General Motors operates body shops across dozens of assembly plants worldwide, each running high-volume resistance spot welding operations that are critical to vehicle structural integrity. Welding quality in automotive body shops is notoriously difficult to maintain at scale: hundreds of welding guns, each with dozens of process parameters, must stay within tight tolerances across multiple shifts and facilities. Even minor parameter drift — electrode wear, current variation, force inconsistency — can produce weak or incomplete welds that only surface during downstream inspection or, worse, in warranty claims. The cumulative cost of rework, scrapped panels, and production line stoppages across a global manufacturing footprint made welding variability a significant operational liability.
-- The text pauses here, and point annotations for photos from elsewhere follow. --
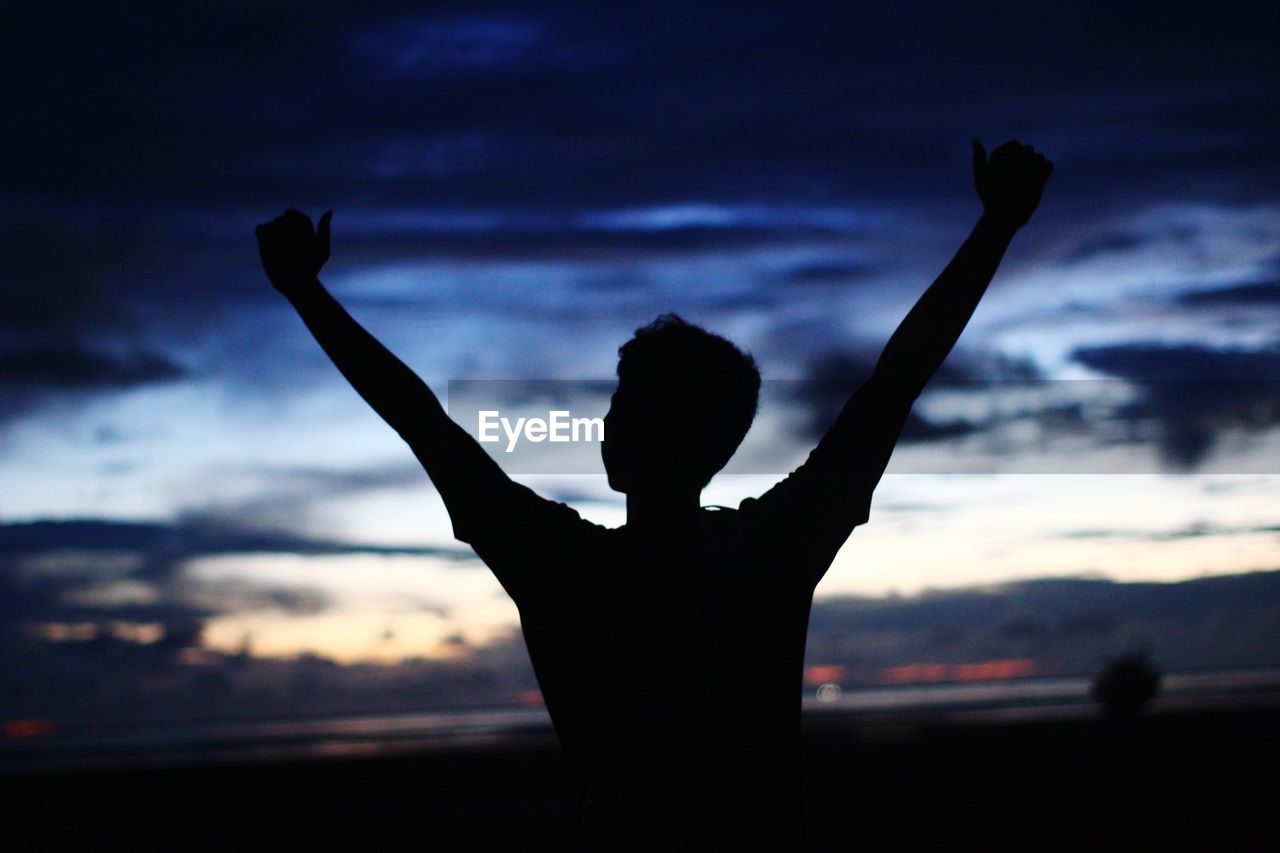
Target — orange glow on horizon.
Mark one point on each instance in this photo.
(823, 674)
(28, 728)
(993, 670)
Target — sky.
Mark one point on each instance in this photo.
(190, 492)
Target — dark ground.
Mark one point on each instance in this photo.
(1175, 781)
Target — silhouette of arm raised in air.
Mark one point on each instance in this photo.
(830, 495)
(470, 482)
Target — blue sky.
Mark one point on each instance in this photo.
(517, 187)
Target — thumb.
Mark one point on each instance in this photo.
(323, 228)
(979, 158)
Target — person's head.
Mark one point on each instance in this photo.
(684, 404)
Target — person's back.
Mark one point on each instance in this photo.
(670, 651)
(670, 660)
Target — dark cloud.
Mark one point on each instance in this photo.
(832, 377)
(1257, 295)
(1192, 393)
(1191, 532)
(1065, 626)
(192, 537)
(74, 366)
(827, 273)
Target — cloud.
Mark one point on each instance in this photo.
(1256, 295)
(1192, 392)
(73, 366)
(832, 377)
(1064, 626)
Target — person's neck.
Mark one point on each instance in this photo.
(662, 506)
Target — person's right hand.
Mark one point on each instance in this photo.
(292, 250)
(1010, 183)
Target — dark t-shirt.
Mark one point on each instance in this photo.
(671, 658)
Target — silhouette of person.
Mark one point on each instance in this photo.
(670, 651)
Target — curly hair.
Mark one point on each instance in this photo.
(685, 374)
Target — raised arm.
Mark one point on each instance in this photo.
(1010, 186)
(831, 492)
(292, 255)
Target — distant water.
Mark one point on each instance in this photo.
(992, 702)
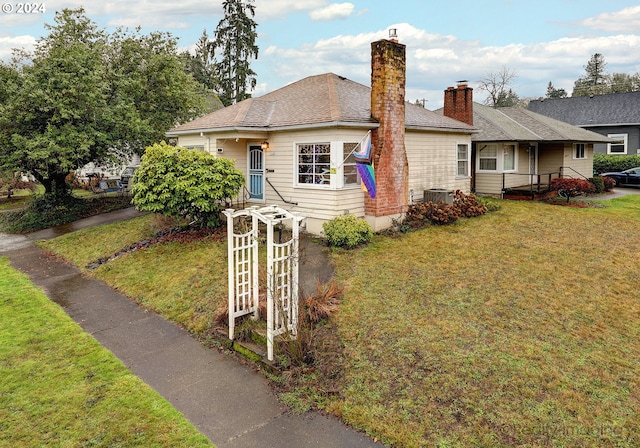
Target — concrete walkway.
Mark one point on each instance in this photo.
(230, 403)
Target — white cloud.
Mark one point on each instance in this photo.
(435, 61)
(624, 21)
(334, 11)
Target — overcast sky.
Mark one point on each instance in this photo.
(450, 40)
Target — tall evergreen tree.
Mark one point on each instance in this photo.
(595, 81)
(552, 92)
(235, 42)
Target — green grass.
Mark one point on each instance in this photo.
(518, 328)
(94, 244)
(61, 388)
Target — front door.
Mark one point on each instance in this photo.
(256, 172)
(533, 163)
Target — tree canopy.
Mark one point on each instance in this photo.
(86, 96)
(597, 81)
(496, 84)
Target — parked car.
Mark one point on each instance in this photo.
(630, 177)
(127, 175)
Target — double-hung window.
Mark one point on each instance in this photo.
(349, 170)
(314, 163)
(488, 157)
(497, 157)
(463, 160)
(620, 147)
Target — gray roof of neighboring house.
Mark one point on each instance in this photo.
(597, 110)
(318, 100)
(519, 124)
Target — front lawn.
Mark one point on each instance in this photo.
(517, 328)
(61, 388)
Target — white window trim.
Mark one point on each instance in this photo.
(336, 172)
(468, 173)
(499, 160)
(575, 151)
(625, 140)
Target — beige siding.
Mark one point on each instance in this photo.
(578, 167)
(489, 183)
(432, 164)
(551, 158)
(320, 202)
(432, 158)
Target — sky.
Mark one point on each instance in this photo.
(446, 41)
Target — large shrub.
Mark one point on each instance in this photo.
(464, 206)
(607, 163)
(347, 231)
(183, 183)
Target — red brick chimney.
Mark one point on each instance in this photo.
(458, 103)
(388, 79)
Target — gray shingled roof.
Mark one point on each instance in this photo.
(519, 124)
(316, 100)
(598, 110)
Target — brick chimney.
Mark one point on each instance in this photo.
(458, 103)
(388, 79)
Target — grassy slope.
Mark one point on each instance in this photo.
(61, 388)
(519, 328)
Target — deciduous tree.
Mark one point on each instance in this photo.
(496, 84)
(86, 96)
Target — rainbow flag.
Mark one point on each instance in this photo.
(363, 153)
(368, 177)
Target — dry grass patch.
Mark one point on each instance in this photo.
(518, 328)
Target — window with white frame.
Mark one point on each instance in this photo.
(497, 157)
(488, 157)
(620, 147)
(349, 170)
(463, 160)
(314, 163)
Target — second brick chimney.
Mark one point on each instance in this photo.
(458, 103)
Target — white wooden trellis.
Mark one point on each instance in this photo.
(282, 271)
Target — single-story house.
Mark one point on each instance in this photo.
(296, 145)
(516, 148)
(615, 115)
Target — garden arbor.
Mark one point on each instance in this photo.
(282, 269)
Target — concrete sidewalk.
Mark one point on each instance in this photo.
(231, 403)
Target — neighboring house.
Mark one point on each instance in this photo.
(516, 148)
(295, 145)
(615, 115)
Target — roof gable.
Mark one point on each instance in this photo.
(315, 100)
(519, 124)
(615, 108)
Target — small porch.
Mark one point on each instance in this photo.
(528, 187)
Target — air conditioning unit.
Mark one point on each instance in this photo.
(436, 195)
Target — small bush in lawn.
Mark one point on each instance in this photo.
(610, 163)
(468, 205)
(598, 184)
(575, 186)
(464, 206)
(608, 182)
(347, 231)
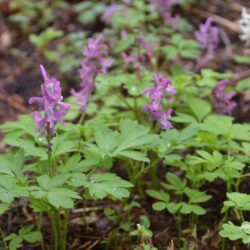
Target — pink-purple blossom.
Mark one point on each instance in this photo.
(222, 100)
(51, 109)
(95, 62)
(156, 95)
(148, 47)
(208, 36)
(163, 7)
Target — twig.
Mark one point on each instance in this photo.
(10, 101)
(233, 26)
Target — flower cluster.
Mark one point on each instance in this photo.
(245, 26)
(95, 62)
(208, 36)
(156, 96)
(223, 101)
(163, 7)
(51, 108)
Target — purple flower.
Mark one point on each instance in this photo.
(95, 62)
(163, 7)
(148, 47)
(51, 109)
(222, 100)
(208, 36)
(156, 96)
(128, 59)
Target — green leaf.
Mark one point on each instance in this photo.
(159, 195)
(196, 196)
(242, 201)
(219, 125)
(138, 156)
(62, 197)
(200, 108)
(15, 242)
(101, 185)
(32, 237)
(229, 230)
(176, 183)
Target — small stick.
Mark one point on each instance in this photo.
(233, 26)
(9, 100)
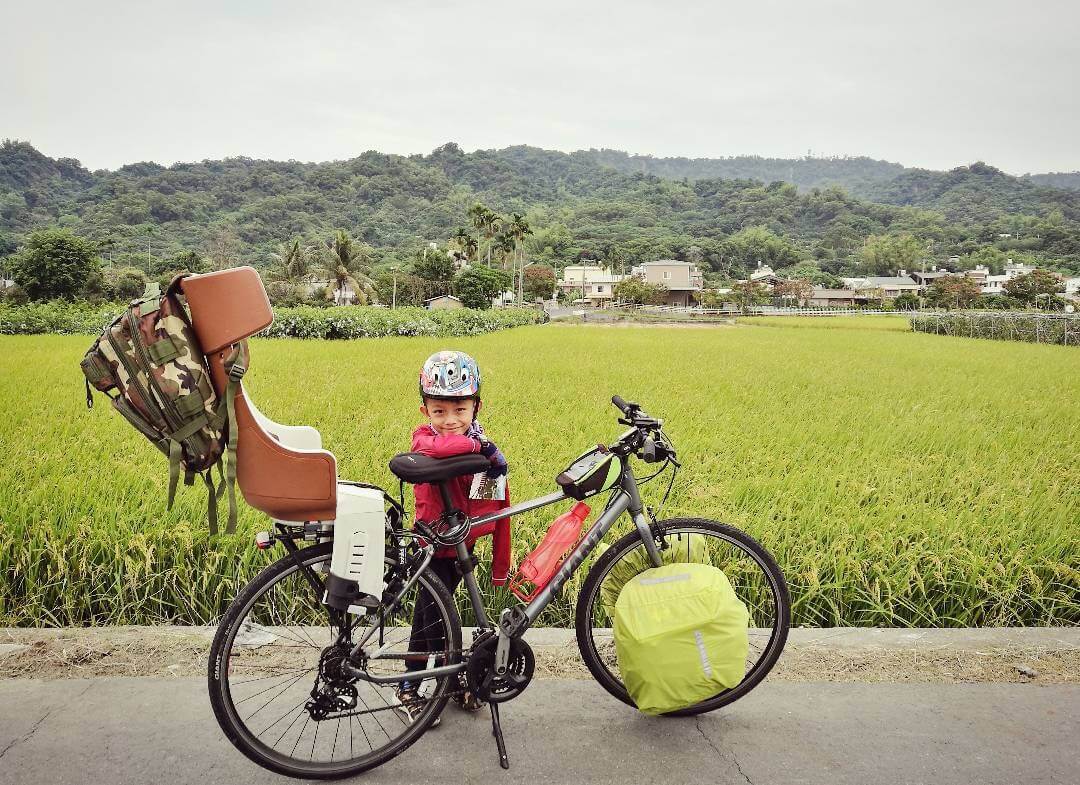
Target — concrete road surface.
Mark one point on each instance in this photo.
(162, 731)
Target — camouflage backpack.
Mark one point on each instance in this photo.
(150, 356)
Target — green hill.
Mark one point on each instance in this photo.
(586, 203)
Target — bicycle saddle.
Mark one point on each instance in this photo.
(416, 468)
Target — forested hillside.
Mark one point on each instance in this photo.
(585, 204)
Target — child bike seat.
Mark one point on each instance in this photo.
(416, 468)
(280, 470)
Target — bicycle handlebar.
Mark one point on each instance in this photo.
(640, 441)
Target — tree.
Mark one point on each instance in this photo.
(906, 301)
(54, 262)
(503, 243)
(518, 229)
(539, 282)
(124, 283)
(883, 254)
(292, 261)
(796, 289)
(758, 244)
(478, 216)
(347, 261)
(745, 294)
(810, 272)
(433, 265)
(223, 246)
(634, 289)
(953, 292)
(1030, 286)
(478, 285)
(490, 224)
(466, 242)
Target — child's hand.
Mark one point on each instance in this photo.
(491, 451)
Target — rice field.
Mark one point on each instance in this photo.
(899, 478)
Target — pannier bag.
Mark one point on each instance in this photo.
(680, 636)
(682, 547)
(149, 363)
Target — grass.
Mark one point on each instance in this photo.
(899, 478)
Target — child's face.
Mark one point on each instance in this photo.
(449, 416)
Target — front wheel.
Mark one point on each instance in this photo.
(753, 572)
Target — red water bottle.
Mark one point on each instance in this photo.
(540, 566)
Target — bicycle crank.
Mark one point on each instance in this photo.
(489, 686)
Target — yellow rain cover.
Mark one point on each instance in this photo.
(679, 636)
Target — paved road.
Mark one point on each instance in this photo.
(161, 731)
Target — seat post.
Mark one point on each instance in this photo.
(444, 491)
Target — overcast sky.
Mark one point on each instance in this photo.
(934, 84)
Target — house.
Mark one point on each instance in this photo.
(979, 274)
(680, 278)
(878, 287)
(927, 279)
(996, 284)
(822, 297)
(592, 283)
(442, 302)
(764, 274)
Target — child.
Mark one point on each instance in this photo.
(449, 400)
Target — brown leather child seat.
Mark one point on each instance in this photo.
(281, 470)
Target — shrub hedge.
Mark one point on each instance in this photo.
(64, 317)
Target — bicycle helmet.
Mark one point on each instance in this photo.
(449, 375)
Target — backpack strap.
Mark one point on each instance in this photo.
(238, 366)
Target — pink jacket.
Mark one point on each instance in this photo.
(429, 505)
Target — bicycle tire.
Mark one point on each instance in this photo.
(632, 541)
(258, 753)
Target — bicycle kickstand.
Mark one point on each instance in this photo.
(497, 732)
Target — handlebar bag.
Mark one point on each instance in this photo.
(680, 636)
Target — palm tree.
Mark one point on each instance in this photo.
(477, 215)
(490, 225)
(505, 245)
(518, 230)
(347, 261)
(466, 242)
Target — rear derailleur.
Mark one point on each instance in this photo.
(334, 691)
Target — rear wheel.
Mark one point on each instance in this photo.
(277, 681)
(754, 574)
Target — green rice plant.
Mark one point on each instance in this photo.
(898, 478)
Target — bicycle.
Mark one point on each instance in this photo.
(279, 643)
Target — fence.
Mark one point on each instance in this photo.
(1001, 325)
(755, 311)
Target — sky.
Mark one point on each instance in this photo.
(933, 84)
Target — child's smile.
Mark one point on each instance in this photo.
(449, 417)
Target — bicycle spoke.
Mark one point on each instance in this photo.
(286, 678)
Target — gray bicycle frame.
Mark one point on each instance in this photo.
(625, 499)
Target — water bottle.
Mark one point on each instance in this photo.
(540, 566)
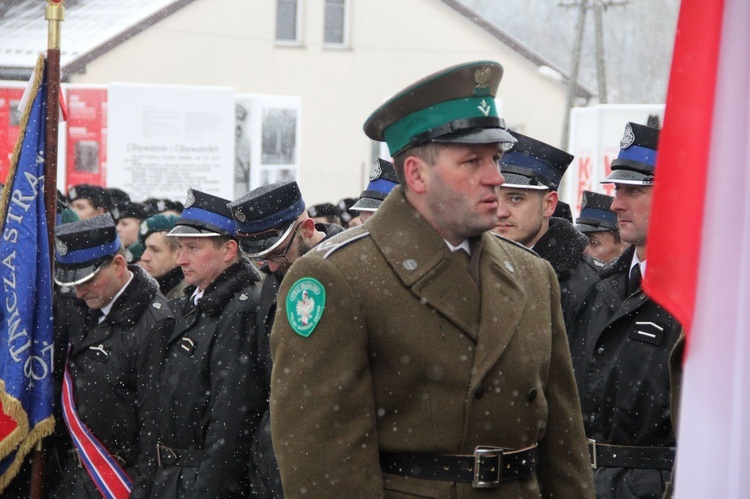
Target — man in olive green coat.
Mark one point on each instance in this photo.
(420, 355)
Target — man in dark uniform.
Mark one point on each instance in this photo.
(117, 336)
(599, 223)
(212, 396)
(420, 354)
(274, 228)
(160, 253)
(528, 198)
(621, 344)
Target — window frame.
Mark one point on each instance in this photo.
(297, 41)
(346, 23)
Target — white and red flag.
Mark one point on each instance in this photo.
(699, 242)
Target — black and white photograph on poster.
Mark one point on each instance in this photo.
(279, 136)
(86, 156)
(273, 175)
(242, 147)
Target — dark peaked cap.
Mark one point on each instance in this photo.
(636, 161)
(81, 247)
(596, 214)
(455, 105)
(205, 215)
(382, 181)
(265, 216)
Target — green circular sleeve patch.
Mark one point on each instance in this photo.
(304, 305)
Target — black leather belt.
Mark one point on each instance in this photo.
(486, 468)
(628, 456)
(178, 457)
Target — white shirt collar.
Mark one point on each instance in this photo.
(197, 295)
(105, 310)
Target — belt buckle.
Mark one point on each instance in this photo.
(170, 457)
(78, 457)
(591, 443)
(481, 454)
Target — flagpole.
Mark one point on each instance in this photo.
(54, 14)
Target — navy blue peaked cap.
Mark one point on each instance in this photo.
(266, 215)
(382, 181)
(532, 164)
(596, 215)
(82, 247)
(636, 162)
(205, 215)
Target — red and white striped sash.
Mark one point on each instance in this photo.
(102, 467)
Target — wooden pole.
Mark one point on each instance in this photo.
(54, 14)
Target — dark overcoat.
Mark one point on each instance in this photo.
(402, 360)
(562, 246)
(620, 345)
(212, 393)
(115, 367)
(264, 470)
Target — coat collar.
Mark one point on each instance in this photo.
(562, 246)
(125, 312)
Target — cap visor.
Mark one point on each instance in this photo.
(257, 247)
(628, 177)
(367, 204)
(520, 182)
(476, 136)
(586, 228)
(73, 277)
(188, 231)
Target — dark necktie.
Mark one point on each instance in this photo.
(634, 281)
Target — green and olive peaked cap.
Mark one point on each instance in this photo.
(455, 105)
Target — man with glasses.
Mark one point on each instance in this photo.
(118, 331)
(274, 228)
(212, 396)
(621, 344)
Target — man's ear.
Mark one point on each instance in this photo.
(307, 228)
(230, 250)
(415, 174)
(549, 203)
(120, 264)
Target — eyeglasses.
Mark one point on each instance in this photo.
(281, 258)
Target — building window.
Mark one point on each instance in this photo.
(335, 32)
(287, 20)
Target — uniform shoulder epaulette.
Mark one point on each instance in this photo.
(329, 246)
(160, 309)
(514, 243)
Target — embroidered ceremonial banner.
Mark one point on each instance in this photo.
(26, 293)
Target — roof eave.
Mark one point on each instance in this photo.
(582, 91)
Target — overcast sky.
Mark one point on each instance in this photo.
(638, 41)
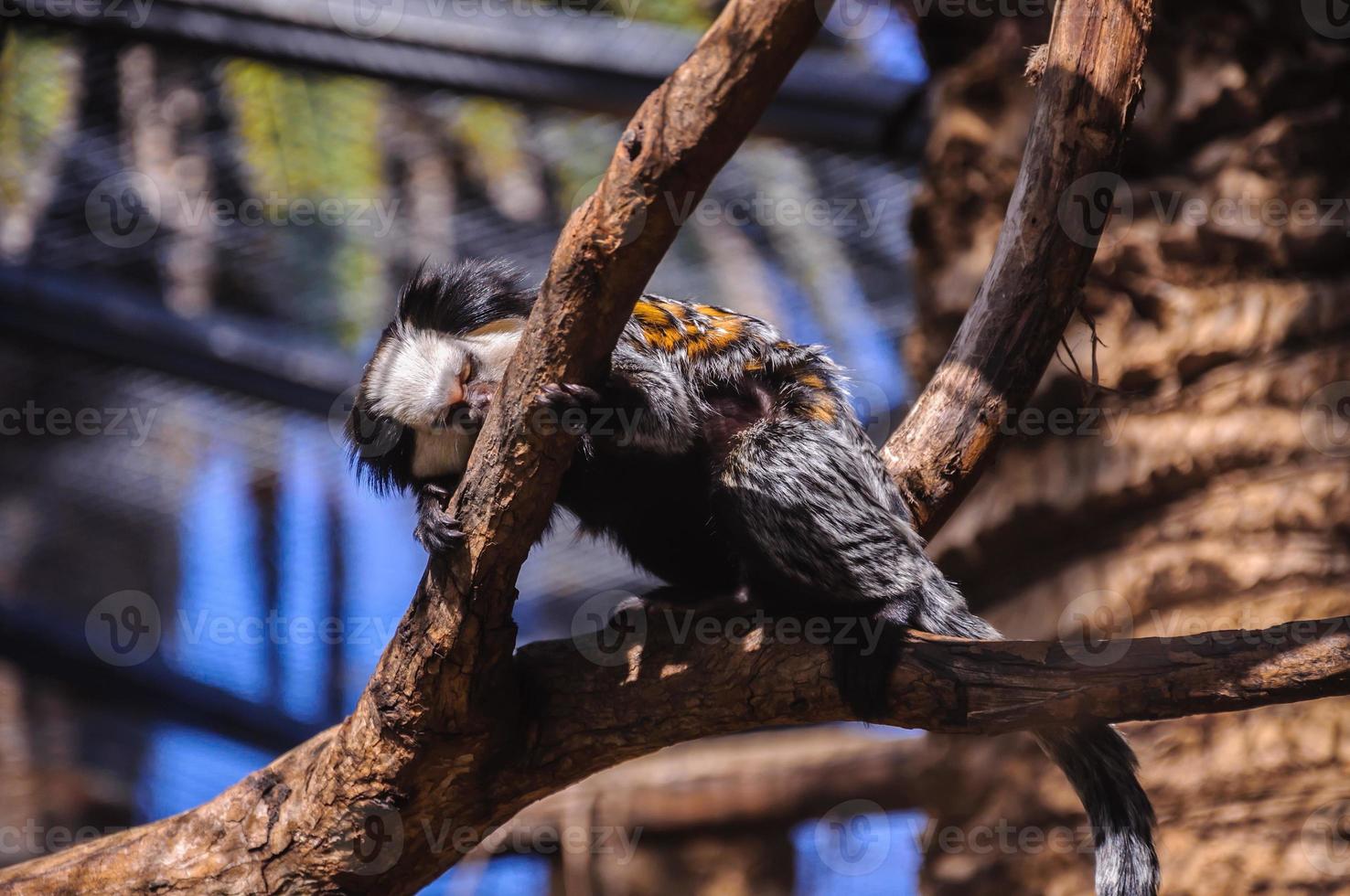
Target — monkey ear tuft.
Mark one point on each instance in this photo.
(456, 298)
(1035, 64)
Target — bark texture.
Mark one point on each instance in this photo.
(1216, 490)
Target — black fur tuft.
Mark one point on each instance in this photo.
(458, 298)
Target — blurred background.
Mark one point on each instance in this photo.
(207, 206)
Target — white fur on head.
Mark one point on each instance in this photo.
(417, 376)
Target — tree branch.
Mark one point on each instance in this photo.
(455, 734)
(1084, 102)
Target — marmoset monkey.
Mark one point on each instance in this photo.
(740, 468)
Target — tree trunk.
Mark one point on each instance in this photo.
(1208, 487)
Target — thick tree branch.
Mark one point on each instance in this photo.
(941, 685)
(1091, 82)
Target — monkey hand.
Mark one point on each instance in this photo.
(437, 530)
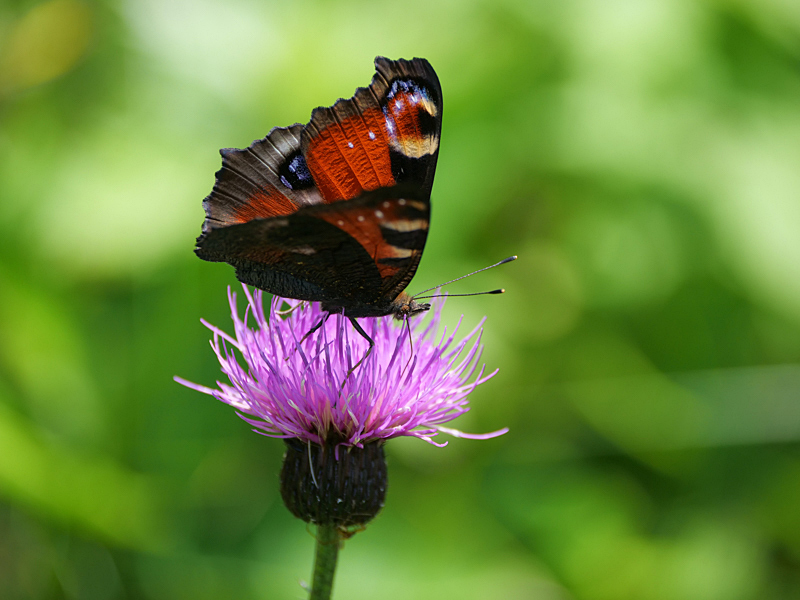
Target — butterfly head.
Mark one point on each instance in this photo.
(405, 306)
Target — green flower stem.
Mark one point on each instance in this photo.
(325, 562)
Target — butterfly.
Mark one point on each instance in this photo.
(336, 210)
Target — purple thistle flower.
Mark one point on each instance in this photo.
(294, 389)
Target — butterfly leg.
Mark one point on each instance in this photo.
(310, 331)
(363, 334)
(288, 311)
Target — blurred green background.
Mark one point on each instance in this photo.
(641, 156)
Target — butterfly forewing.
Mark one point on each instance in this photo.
(337, 210)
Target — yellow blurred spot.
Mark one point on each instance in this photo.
(44, 44)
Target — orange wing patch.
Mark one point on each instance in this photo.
(350, 156)
(364, 224)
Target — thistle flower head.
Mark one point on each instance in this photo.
(413, 382)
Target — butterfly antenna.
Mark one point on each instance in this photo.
(497, 291)
(502, 262)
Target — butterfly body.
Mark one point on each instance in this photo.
(337, 210)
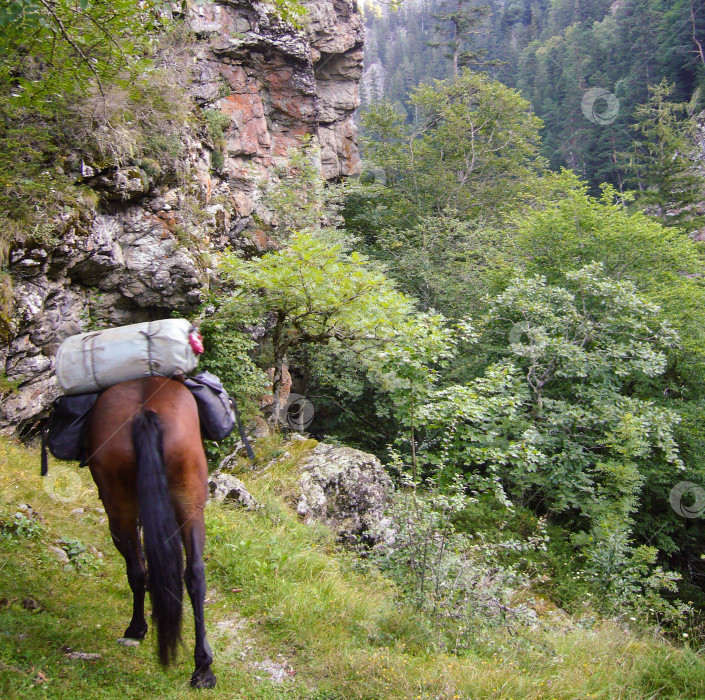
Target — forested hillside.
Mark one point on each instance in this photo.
(554, 52)
(506, 309)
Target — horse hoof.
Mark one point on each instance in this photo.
(203, 678)
(128, 642)
(135, 632)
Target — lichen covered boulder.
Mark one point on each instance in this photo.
(347, 490)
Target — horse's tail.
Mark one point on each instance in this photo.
(162, 539)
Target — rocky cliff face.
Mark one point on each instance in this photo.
(141, 253)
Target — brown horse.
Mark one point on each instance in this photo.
(146, 457)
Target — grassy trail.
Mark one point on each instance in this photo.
(288, 614)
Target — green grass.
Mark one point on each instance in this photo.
(278, 591)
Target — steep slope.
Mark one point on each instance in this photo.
(256, 86)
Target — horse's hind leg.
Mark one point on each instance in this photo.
(126, 539)
(194, 538)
GM partnered with Sight Machine to deploy their manufacturing analytics platform across multiple body shop operations. The platform ingested real-time process data from welding controllers and plant historians, structuring it into a unified data model that allowed cross-plant comparison for the first time. Sight Machine's predictive ML models were trained on historical weld process data to detect parameter drift before it produced defects — correlating variables such as weld current, electrode force, and tip dress cycles with quality outcomes measured downstream. Rather than replacing existing control infrastructure, the platform integrated with GM's existing programmable logic controllers (PLCs) and MES systems, enabling a non-disruptive rollout that expanded progressively across body shops. Process engineers received dashboards surfacing leading indicators of quality risk, shifting quality management from reactive inspection to proactive intervention.
The deployment delivered measurable quality improvements across GM's connected body shop operations:
Beyond the headline numbers, the implementation shifted how GM's process engineers interact with welding data — moving from periodic manual reviews to continuous, data-driven monitoring. Cross-plant visibility also enabled teams to identify which facilities maintained best-practice parameters and replicate those settings systematically.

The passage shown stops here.